From twelve inputs to a calibrated decision.

The tool you just used in the hero is the shipping model. It runs a calibrated logistic regression in your browser in under a millisecond — no round-trip to a server, no model to wait on.

  1. Step 1

    Pre-operative input

    12 variables a clinician already has: age, sex, tumour size X and Y, location, histology subtype, recurrence status, biopsy method.

  2. Step 2

    Stacking ensemble

    30 ML algorithms evaluated; calibrated logistic regression ships for inference at <1 ms, ensemble serves static context.

  3. Step 3

    Calibrated probability

    Probability of ≥13 sections + confidence flag. Exceeds the 1.5 cm² SHAP threshold? Flag it for extended OR time.

Feature importance

Tumour area dominates. Everything else is secondary.

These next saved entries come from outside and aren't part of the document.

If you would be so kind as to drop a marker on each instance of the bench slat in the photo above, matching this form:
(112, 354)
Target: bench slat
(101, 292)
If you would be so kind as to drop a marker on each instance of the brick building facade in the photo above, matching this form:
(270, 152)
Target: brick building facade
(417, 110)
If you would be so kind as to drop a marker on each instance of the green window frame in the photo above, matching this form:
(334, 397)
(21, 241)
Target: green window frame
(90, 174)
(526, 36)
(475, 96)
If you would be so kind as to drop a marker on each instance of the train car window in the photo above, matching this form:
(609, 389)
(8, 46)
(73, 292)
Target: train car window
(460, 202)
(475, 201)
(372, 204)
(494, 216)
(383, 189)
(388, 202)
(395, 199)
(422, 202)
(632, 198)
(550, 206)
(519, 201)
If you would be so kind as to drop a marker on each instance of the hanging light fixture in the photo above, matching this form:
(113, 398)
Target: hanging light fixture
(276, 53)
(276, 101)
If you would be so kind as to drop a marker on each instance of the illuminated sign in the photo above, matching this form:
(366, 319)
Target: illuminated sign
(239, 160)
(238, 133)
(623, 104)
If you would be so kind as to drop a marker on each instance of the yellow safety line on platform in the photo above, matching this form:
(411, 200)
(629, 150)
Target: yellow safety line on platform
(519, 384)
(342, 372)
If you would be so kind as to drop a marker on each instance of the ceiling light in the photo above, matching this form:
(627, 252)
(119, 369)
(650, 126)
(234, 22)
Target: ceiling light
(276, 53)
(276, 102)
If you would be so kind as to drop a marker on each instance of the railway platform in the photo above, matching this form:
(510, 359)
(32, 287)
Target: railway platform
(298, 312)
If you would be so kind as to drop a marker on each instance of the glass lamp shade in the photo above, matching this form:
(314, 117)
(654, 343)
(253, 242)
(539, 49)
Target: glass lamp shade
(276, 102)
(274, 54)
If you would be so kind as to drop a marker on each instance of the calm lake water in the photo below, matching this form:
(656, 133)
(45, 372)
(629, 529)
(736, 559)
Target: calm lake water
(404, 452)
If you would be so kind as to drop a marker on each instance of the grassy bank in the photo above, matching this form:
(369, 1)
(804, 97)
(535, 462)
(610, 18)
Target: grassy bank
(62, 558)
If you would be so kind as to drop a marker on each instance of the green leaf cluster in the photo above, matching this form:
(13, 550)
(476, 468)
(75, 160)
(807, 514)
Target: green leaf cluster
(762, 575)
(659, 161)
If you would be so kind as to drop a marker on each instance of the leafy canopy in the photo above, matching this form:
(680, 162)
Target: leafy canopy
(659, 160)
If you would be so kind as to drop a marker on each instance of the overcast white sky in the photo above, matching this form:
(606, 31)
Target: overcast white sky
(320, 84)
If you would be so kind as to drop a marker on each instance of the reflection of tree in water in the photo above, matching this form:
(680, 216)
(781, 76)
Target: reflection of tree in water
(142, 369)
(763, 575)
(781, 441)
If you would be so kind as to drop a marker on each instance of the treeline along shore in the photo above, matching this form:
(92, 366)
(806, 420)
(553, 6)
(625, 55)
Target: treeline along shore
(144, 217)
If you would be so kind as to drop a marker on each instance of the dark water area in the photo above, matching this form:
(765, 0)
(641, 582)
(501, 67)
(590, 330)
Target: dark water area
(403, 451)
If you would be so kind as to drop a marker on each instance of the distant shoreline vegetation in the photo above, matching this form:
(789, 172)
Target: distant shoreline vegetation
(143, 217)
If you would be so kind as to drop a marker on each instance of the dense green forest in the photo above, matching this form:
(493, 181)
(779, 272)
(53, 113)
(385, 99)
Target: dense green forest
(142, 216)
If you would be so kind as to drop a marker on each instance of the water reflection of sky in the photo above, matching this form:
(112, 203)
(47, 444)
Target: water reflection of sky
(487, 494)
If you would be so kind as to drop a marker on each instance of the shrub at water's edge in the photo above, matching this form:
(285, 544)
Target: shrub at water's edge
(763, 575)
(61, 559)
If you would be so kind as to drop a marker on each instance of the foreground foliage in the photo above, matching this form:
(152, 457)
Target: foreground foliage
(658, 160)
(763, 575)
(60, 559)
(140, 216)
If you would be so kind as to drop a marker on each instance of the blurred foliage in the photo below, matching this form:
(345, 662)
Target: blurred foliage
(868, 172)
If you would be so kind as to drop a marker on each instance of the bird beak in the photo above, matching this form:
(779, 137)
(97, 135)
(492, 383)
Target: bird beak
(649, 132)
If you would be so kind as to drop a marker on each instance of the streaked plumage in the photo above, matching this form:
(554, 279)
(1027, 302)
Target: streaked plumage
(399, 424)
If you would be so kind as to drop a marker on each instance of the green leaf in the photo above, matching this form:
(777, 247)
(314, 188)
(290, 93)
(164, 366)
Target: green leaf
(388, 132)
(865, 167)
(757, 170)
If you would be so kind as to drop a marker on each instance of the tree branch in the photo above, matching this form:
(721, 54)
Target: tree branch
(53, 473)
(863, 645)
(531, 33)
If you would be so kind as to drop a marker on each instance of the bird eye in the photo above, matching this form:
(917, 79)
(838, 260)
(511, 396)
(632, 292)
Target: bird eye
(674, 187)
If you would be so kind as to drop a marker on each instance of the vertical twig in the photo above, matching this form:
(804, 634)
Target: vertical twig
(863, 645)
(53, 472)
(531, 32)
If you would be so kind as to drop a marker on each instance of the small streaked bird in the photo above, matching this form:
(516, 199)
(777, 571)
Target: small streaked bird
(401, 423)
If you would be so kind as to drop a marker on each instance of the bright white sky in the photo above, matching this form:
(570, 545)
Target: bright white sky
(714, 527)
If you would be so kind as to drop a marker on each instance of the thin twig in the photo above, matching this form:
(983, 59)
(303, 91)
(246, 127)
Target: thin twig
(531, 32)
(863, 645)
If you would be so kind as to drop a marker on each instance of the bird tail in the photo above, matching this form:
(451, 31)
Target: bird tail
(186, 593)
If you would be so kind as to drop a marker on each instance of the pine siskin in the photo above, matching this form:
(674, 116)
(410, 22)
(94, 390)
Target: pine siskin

SHAP analysis across the ensemble puts the ellipse-formula tumour area above every anatomical or surgeon factor — and the relationship has a clean threshold at ~1.5 cm².

Tumour Area (cm²)
0.141
Tumour Size X
0.086
Tumour Size Y
0.068
Aggressive Histopathology
0.046
Recurrence
0.035
Age
0.035
From the manuscript

“The stacking ensemble achieved the highest cross-validation AUC of 0.891 (95% CI 0.849–0.934) and test AUC of 0.884. Tumour area emerged as the strongest predictor (SHAP 0.141) … wide neural-network architectures outperformed deeper configurations.”

Aksoy YA, Lee S, Moreno-Bonilla G. Development and Validation of Machine Learning Models for Predicting 13 or More Sections in Mohs Micrographic Surgery. 2026.

Cohort

408 consecutive procedures from a high-volume Mohs surgical centre, Sydney. Mean age 68.5 ± 12.9. BCC 89.9%.

Outcome

Binary classification: ≥13 vs <13 sections. Cohort balance 47.8% / 52.2% — aligned with the MBS 31002 billing cut-off.

Validation

5-fold stratified CV on 80% train, held-out n=82 test. 70.7% of test cases are high-confidence → 91.4% accuracy.